As a fluttered heartbeat
…..stops…..
and bloody pulp
gets flushed away.

My body throbs
with your loss,
achingly knowing
you are not there.

This is grief
without the memories
to anchor back to.
Only the space
where your tiny form
would have
parted the air
is gone.

I can still taste the
place you would
have been.

In my plans.

In my dreams.

In my arms.

I wrote most of this poem after having a miscarriage over 5 years ago and it’s now ready to be sent into the world. I am now at peace with our loss, and feel unbelievably blessed to have my husband and two boys. But I feel it’s important to be honest about what our unborn baby meant to me, and how it felt for the promise of that new life to be wrenched away.
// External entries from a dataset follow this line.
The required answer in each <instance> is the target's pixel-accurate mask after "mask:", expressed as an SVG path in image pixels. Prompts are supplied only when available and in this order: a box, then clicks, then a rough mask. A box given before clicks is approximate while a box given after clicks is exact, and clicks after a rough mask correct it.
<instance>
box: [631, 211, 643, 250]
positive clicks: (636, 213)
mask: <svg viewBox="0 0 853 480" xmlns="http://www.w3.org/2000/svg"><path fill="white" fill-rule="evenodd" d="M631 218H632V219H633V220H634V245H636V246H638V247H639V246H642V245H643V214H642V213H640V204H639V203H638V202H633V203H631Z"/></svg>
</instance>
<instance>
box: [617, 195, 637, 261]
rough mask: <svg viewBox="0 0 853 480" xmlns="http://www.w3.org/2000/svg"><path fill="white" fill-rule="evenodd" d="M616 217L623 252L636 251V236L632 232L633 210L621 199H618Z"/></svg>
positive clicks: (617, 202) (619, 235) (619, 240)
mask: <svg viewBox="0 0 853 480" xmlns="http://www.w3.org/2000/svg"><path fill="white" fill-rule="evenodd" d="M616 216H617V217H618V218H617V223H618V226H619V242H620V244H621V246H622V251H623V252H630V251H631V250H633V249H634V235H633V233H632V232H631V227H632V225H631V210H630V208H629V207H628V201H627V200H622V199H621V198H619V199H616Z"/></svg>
Miscarriage is very common, but I feel it is too rarely talked about.

Wounded hornet

I did not know I had hate in me
till you pulled it out.
Like a fish being wrenched
from the throat of a bird.

But you were sick
where was my pity?
I searched for it among the cracks
in the pavement.

But I could not find it.

I spread my wings wide
over my babies and hissed,
hating what you had
turned me into.

Sometimes there are moments that make you question the person you thought you were. Where a challenging situation hits at the glue that holds you together, and everything becomes wobbly. This is about one of those times a few years ago.

Gloriously older

Why
should I fear
leaving young womanhood
behind
when all around me
stand older women
glorious as trees
that have held firm
laughing through storms.
Did I see
how much of the sky
you held up for me
as I waltzed beneath
your canopy?
I see you now
all around me like
magnificent
brass pots of life.
Light
reverberating off
every dent,
pouring through
every crack.
Bathing me in warmth.
I know the path will
be glorious.
You have shown me
the way.

This poem is for the many, many women older than me who inspire me on a daily basis. This is for all of you. Thank you for your example. Your grace. Your courage. Your love. And thank you for showing me how to boss this life thing.

Birth

And then I
am floating
on the hospital ceiling.
Looking down
at my body.
Naked,
open,
centre-stage.
It’s pretty biological.
Must be the fucking
gas and air.

What’s that
war film where they
go into slo-mo?
There’s a beach,
must’ve D-day,
or b-day,
Or VBAC day
(chortle).

Down there
by my body,
people gather
round my vagina
Like it’s a camp-fire.

A midwife pauses,
waiting like a surfer
for the next wave.
It will come.
Oh fuck not yet.
Leave me up here
a little longer.

The door opens
and it rushes in.
Sweeping me
down from the ceiling.
Back,
all of me united in
dark, purple pushing.

Well I thought I might as well start as I mean to go on. With the real stuff that is birth. VBAC stands for vaginal birth after cesarean, which is how my second little one came into the world.